Certes, les 14 personnalités algériennes, dont un ex-Premier ministre, un
écrivain, un journaliste-chroniqueur ou une universitaire, ont fait preuve de
courage intellectuel, politique, mais leur initiative s'arrête là où la
politique commence. Car ils n'ont aucune emprise sur le destin politique du
pays. Tout juste une fragile opinion, facilement battue en brèche, qu'ils
tiennent d'ailleurs maladroitement en bandoulière. D'autres partis ont
également prévenu contre les effets d'un 5ème mandat de Bouteflika. Pour le
moment, les deux parties restent sur leurs positions, même si les partisans
d'un 5ème mandat dominent la vie publique et les institutions étatiques, et
donc le combat semble inégal, entre ceux qui veulent tout imposer au peuple, et
ceux qui estiment que le président Bouteflika doit passer maintenant la main.
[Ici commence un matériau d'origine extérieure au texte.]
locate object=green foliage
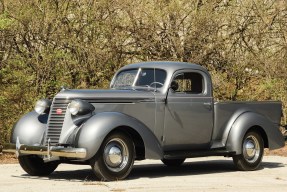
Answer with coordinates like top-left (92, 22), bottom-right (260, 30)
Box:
top-left (0, 0), bottom-right (287, 141)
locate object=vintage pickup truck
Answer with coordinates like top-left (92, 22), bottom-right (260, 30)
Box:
top-left (0, 61), bottom-right (284, 181)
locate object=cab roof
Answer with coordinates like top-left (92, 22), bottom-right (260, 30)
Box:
top-left (120, 61), bottom-right (207, 72)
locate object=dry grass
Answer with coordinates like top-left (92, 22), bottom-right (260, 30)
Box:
top-left (0, 142), bottom-right (287, 164)
top-left (0, 153), bottom-right (18, 164)
top-left (265, 142), bottom-right (287, 157)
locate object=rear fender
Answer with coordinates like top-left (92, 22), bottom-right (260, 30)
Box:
top-left (76, 112), bottom-right (163, 160)
top-left (226, 112), bottom-right (284, 154)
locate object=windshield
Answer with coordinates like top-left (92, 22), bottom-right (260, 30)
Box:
top-left (111, 68), bottom-right (166, 89)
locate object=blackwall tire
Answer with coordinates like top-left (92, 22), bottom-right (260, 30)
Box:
top-left (92, 132), bottom-right (135, 181)
top-left (18, 155), bottom-right (59, 176)
top-left (233, 131), bottom-right (264, 171)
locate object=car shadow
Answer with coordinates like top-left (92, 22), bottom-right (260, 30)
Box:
top-left (13, 160), bottom-right (285, 182)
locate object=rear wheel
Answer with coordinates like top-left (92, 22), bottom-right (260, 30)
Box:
top-left (161, 158), bottom-right (185, 166)
top-left (18, 155), bottom-right (59, 176)
top-left (233, 131), bottom-right (264, 171)
top-left (92, 132), bottom-right (135, 181)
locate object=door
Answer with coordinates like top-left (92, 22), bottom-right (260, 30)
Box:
top-left (163, 70), bottom-right (213, 151)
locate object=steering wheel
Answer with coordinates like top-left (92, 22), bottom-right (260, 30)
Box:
top-left (149, 81), bottom-right (163, 87)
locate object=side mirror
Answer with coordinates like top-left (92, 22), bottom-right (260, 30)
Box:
top-left (170, 81), bottom-right (178, 91)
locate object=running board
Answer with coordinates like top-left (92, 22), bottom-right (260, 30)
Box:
top-left (163, 150), bottom-right (236, 159)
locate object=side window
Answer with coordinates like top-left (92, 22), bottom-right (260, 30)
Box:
top-left (173, 72), bottom-right (204, 94)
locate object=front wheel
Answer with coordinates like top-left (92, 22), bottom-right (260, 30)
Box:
top-left (233, 131), bottom-right (264, 171)
top-left (18, 155), bottom-right (59, 176)
top-left (92, 132), bottom-right (135, 181)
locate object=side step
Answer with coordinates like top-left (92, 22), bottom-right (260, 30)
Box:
top-left (163, 149), bottom-right (236, 159)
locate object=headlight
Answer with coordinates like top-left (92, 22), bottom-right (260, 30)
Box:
top-left (68, 99), bottom-right (95, 115)
top-left (34, 99), bottom-right (51, 115)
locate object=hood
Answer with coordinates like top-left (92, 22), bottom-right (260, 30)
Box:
top-left (56, 89), bottom-right (154, 103)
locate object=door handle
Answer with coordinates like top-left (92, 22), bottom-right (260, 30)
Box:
top-left (203, 102), bottom-right (212, 110)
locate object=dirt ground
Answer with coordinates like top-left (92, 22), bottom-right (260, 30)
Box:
top-left (0, 156), bottom-right (287, 192)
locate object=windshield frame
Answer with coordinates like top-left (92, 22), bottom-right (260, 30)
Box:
top-left (110, 67), bottom-right (168, 91)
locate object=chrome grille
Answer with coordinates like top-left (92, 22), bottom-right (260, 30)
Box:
top-left (46, 98), bottom-right (69, 146)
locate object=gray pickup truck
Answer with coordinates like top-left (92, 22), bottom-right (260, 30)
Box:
top-left (0, 61), bottom-right (284, 181)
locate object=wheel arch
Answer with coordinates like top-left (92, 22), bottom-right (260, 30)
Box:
top-left (226, 112), bottom-right (284, 154)
top-left (75, 112), bottom-right (163, 160)
top-left (111, 126), bottom-right (145, 160)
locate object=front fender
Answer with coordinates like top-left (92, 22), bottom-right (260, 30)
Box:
top-left (11, 111), bottom-right (48, 145)
top-left (226, 112), bottom-right (284, 154)
top-left (77, 112), bottom-right (163, 160)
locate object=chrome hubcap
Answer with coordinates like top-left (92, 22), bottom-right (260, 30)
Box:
top-left (104, 138), bottom-right (129, 172)
top-left (243, 135), bottom-right (260, 163)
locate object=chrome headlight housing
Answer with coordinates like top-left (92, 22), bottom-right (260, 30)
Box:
top-left (68, 99), bottom-right (95, 115)
top-left (34, 99), bottom-right (52, 115)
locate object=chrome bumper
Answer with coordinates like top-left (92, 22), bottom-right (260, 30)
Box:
top-left (0, 143), bottom-right (87, 159)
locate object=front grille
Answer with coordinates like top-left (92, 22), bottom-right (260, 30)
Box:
top-left (46, 98), bottom-right (69, 146)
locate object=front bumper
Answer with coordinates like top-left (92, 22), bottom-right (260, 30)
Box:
top-left (0, 143), bottom-right (87, 159)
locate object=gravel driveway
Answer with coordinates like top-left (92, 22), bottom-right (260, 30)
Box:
top-left (0, 156), bottom-right (287, 192)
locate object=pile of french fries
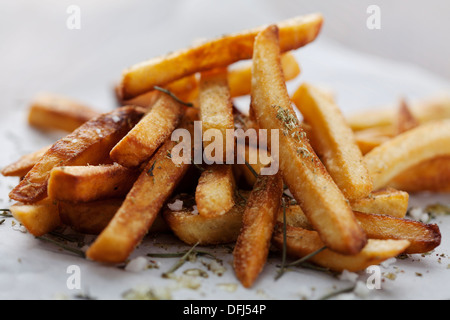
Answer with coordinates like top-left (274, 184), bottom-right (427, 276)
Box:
top-left (2, 14), bottom-right (450, 288)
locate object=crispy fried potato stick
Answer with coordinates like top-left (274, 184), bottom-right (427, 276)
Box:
top-left (120, 14), bottom-right (323, 99)
top-left (10, 198), bottom-right (61, 237)
top-left (110, 93), bottom-right (184, 167)
top-left (2, 146), bottom-right (51, 177)
top-left (86, 108), bottom-right (195, 263)
top-left (198, 68), bottom-right (234, 161)
top-left (195, 164), bottom-right (235, 217)
top-left (48, 163), bottom-right (140, 202)
top-left (292, 84), bottom-right (372, 200)
top-left (364, 119), bottom-right (450, 190)
top-left (28, 93), bottom-right (99, 132)
top-left (163, 191), bottom-right (247, 245)
top-left (273, 224), bottom-right (409, 272)
top-left (9, 107), bottom-right (143, 203)
top-left (388, 155), bottom-right (450, 193)
top-left (233, 173), bottom-right (283, 288)
top-left (228, 52), bottom-right (300, 97)
top-left (251, 26), bottom-right (366, 254)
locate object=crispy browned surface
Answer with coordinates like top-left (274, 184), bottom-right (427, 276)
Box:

Et laisser de nouvelles forces politiques émerger, de nouveaux leaders, y
compris au sein des partis au pouvoir, mener une transition politique
structurelle, entre deux périodes politiques, deux styles de gouvernance, un autre
état d'esprit pour un pays où doit s'enraciner la démocratie, la bonne
gouvernance, une prospérité retrouvée, les droits de l'homme.